Splenic MZ macrophages are only depleted by conditions that allow systemic spread of VACV.
Naïve LysMcre:iDTR mice (n = 8–12 from >3 experiments) were given a single injection of CLL i.v., DT i.p., or vehicle i.v.. At 1 day post-depletion, spleens (A-F) were isolated and cells extracted. Flow cytometry was used to count the total number of (A) macrophage/monocytes (F4/80+ CD11c- CD11b+ Ly6G-), (B) inflammatory monocytes (F4/80- CD11c- CD11b+ Ly6C++ Ly6G-), (C) neutrophils (F4/80- CD11c- CD11b+ Ly6C+ Ly6G+), (D) CD8+ DC (CD11c+ F4/80- CD8+ CD11b-), (E) DC (CD11c+ F4/80-), and (F) CD11b+ DC (CD11c+ F4/80- CD11b+ CD8-). (A-F) In order to compile data across many experiments data are expressed as % of the mean number of cells in untreated mice. Results include all data from a minimum of 3 independent experiments (n = 8–14). (G) Naïve LysMcre:iDTR mice (n = 3–4) were given a single injection of CLL i.v. or i.d., DT i.p., or vehicle i.v. or i.d.. At 1 day post-depletion, LN were isolated and flash-frozen in OCT compound. Then 10–12 micron sections were fixed using acetone and stained with antibodies to CD169 (red) and SIGNR1 (green). Results are representative of those from 3 independent experiments (n = 8).
Fig 7.
Systemic macrophages, but not DC, are crucial for blocking VACV dissemination during infection that bypasses the D-LN.
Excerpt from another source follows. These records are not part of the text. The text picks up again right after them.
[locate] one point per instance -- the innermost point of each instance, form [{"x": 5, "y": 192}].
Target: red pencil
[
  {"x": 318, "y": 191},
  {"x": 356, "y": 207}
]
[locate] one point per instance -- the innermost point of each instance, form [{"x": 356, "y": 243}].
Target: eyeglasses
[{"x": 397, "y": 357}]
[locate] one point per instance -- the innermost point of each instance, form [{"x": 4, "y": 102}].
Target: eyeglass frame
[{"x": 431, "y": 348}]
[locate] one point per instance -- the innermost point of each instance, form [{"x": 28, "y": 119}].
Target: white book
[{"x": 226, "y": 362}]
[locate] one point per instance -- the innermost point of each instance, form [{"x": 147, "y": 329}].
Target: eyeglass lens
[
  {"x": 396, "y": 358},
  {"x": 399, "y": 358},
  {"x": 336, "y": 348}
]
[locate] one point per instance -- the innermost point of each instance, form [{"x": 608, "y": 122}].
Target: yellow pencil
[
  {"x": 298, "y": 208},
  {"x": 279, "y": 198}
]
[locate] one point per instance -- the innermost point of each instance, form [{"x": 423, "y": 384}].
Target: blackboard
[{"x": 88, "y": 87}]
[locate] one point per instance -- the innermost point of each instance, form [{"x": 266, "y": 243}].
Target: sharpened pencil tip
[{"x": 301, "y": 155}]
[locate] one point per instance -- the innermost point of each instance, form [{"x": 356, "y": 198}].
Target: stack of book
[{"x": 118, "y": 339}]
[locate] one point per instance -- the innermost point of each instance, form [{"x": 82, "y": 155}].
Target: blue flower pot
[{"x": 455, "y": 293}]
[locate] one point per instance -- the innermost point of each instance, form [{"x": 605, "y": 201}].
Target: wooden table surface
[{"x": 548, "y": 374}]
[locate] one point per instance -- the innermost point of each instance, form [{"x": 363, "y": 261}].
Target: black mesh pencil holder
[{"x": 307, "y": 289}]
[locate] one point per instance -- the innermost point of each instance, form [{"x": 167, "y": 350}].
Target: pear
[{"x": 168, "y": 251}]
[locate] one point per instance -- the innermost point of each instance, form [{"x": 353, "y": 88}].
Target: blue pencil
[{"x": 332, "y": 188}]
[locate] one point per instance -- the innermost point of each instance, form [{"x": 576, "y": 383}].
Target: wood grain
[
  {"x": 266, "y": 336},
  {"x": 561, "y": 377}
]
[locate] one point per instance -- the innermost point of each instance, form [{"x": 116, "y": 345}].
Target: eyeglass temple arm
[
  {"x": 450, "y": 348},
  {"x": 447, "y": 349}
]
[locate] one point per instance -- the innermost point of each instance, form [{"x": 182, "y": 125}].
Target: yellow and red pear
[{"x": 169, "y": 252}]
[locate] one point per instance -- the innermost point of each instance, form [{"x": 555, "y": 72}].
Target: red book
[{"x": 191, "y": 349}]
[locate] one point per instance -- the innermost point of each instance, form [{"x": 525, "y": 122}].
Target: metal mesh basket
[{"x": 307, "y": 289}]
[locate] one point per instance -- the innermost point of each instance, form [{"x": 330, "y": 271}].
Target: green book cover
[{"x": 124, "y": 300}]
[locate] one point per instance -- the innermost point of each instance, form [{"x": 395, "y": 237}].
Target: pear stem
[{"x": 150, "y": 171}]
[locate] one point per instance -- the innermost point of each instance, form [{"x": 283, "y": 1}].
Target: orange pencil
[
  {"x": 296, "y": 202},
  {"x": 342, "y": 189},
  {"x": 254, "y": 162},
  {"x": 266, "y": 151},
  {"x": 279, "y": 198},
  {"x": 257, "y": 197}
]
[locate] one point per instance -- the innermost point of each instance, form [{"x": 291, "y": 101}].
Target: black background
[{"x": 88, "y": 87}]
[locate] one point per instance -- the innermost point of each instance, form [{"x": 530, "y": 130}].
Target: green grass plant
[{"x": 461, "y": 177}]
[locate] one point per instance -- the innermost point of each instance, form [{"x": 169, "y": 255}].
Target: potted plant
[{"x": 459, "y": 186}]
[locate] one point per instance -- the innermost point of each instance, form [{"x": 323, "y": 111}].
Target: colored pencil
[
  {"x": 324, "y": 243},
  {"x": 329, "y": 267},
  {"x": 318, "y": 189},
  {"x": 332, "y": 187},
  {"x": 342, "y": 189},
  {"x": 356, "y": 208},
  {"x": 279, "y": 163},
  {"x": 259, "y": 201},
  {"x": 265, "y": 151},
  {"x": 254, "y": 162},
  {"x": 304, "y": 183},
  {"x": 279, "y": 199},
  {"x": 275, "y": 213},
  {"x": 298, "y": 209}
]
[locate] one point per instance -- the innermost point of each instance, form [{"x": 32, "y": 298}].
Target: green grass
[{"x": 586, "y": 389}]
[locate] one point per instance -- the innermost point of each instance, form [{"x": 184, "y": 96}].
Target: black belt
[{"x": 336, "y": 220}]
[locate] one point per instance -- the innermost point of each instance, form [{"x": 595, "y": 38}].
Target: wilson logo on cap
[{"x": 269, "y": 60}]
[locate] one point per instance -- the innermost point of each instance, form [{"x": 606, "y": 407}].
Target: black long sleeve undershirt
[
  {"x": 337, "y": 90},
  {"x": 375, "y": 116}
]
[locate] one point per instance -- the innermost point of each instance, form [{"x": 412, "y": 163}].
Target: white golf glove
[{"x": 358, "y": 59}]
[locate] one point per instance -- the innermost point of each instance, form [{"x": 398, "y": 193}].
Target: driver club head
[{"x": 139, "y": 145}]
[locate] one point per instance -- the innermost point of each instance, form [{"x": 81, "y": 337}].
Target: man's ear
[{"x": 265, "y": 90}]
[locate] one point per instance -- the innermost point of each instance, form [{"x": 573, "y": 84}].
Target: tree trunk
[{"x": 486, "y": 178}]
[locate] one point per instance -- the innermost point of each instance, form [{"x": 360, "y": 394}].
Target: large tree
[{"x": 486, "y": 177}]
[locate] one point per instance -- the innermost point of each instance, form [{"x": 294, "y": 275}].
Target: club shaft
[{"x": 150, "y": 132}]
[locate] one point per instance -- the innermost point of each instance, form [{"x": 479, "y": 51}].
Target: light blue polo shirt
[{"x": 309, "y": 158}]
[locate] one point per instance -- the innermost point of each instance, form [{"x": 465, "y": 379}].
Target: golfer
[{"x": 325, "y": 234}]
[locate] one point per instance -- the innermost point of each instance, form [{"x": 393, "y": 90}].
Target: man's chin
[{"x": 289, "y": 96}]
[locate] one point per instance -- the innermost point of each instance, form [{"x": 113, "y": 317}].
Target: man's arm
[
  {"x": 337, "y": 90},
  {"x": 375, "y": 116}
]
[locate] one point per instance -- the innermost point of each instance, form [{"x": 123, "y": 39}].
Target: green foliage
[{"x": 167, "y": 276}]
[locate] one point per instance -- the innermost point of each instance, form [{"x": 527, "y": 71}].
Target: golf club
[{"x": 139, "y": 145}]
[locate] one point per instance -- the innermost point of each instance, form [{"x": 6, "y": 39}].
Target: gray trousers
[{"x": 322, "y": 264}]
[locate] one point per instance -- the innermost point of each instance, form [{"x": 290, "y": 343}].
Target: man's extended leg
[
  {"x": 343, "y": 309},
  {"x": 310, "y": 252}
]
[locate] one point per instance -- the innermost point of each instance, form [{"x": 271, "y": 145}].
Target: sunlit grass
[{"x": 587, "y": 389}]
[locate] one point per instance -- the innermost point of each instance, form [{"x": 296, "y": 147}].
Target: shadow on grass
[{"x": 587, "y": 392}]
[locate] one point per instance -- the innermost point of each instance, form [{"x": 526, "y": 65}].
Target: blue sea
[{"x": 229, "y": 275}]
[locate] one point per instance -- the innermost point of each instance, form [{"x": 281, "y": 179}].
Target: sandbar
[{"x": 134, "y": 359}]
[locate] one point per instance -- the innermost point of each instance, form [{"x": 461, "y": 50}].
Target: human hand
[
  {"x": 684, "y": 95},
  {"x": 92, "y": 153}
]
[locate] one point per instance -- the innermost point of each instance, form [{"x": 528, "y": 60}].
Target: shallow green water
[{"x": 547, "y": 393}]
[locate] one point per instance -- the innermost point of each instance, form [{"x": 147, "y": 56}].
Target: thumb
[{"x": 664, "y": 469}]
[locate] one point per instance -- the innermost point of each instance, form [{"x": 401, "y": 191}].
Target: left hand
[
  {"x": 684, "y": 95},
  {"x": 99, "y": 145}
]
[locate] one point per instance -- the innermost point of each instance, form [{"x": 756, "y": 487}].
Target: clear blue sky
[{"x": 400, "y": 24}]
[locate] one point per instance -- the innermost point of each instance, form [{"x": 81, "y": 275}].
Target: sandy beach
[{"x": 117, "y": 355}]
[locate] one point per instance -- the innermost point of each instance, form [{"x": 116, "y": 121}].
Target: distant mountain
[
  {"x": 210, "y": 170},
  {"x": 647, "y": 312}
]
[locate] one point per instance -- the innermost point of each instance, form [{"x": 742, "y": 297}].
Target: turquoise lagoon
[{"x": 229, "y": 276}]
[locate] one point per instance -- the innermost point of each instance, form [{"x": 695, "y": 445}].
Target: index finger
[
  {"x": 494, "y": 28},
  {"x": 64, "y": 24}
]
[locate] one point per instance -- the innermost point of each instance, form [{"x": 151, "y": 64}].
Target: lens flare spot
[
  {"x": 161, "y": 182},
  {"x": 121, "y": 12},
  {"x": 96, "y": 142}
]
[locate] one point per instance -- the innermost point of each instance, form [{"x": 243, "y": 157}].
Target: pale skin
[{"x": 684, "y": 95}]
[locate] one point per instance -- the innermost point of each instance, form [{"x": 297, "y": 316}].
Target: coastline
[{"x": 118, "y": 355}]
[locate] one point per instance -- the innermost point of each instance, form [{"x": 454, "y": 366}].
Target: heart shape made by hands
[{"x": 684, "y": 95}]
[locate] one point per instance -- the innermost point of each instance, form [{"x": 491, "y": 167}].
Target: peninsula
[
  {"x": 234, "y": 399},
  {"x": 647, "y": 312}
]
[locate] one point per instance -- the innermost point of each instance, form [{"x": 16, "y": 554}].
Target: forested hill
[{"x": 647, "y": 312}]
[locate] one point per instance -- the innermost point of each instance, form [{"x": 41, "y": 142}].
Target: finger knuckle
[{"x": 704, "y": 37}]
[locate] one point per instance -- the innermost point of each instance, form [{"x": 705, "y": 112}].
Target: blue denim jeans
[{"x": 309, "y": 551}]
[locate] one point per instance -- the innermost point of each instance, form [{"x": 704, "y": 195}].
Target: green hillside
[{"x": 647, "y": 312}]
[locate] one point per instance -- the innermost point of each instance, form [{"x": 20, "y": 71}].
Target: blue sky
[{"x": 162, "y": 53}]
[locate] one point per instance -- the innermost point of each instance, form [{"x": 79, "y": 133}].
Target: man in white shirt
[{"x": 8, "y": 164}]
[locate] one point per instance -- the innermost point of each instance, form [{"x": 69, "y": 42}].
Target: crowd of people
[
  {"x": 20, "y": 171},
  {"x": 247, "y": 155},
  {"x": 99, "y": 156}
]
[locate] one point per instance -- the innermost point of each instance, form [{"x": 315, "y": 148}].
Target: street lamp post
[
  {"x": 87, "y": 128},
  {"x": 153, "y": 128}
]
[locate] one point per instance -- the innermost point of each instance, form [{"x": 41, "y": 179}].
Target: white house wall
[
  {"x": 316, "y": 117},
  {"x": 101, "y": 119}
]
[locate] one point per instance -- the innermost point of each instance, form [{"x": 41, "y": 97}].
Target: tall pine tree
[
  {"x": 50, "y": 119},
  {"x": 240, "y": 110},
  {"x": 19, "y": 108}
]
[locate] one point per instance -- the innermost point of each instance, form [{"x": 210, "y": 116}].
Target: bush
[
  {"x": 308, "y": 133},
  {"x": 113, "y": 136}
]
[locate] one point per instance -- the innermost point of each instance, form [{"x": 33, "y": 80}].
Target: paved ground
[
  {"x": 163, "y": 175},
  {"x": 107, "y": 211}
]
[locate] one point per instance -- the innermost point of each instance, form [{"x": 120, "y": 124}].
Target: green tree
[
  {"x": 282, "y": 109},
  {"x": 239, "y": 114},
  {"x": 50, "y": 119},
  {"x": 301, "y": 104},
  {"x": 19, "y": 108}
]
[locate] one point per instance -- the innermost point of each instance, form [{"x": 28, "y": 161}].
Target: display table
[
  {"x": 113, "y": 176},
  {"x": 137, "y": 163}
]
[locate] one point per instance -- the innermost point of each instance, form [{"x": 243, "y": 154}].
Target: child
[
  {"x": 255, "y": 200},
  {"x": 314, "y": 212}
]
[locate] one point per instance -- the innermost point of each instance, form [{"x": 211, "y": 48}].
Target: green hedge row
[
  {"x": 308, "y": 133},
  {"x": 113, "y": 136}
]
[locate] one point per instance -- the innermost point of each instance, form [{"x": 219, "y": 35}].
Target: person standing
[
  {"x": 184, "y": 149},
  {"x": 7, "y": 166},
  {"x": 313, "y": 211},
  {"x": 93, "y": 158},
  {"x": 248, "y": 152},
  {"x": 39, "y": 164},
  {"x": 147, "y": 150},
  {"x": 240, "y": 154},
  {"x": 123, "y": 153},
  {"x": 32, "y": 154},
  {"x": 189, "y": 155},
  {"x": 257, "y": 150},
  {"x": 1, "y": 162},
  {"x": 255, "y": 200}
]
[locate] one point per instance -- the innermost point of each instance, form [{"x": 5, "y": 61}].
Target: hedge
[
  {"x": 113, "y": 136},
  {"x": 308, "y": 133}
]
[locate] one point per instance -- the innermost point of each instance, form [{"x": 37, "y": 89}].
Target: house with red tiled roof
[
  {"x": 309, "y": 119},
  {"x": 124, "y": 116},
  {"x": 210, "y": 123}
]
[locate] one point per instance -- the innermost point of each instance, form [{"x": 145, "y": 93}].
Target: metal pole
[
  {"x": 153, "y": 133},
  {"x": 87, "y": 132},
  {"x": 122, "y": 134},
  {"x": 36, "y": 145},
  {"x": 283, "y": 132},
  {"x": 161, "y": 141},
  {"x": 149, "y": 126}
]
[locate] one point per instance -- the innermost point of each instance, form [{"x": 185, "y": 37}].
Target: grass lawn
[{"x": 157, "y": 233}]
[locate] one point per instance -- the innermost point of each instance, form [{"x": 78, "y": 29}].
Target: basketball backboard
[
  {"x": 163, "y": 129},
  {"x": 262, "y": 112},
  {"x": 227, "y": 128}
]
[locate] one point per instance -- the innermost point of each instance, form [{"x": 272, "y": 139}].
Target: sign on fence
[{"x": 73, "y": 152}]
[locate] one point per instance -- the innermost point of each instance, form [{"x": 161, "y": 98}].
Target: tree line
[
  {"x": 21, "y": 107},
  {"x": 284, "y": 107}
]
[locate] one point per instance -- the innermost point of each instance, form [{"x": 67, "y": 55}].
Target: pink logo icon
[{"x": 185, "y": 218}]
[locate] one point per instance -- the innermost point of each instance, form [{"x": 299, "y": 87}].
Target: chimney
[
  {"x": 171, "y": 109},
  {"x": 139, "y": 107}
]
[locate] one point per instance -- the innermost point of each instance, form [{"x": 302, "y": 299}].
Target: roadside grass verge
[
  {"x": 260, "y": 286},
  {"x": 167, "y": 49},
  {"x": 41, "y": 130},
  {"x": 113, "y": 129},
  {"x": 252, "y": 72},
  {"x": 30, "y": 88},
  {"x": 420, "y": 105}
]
(A–C) Mice were treated as follows and at 5 days post-infection, ovaries were harvested and used in a plaque assay for VACV titer. (A) Naïve CD11ccre:iDTR mice (n = 8–10) were given a single injection of CLL i.v., DT (20 ng/g) i.p., or vehicle i.v. 24 hours pre-infection. (B) C57BL/6 or Batf3-/- mice were infected i.v. with 1000 pfu VACV. As a positive control, half the C57BL/6 mice were pre-depleted with CLL i.v. (n = 6–10) (C) C57BL/6 mice were infected with 1000, 10,000 or 100,000 pfu VACV i.v. or i.d.. 24 hours pre-infection, mice were injected with 250 μl CLL or HBSS i.v.. (D) Mice were pre-depleted with CLL i.v. and infected i.v. with 1000 pfu VACV, then spleen or ovaries were harvested at 0, 2 or 5 days post infection and a plaque assay used to determine VACV titer.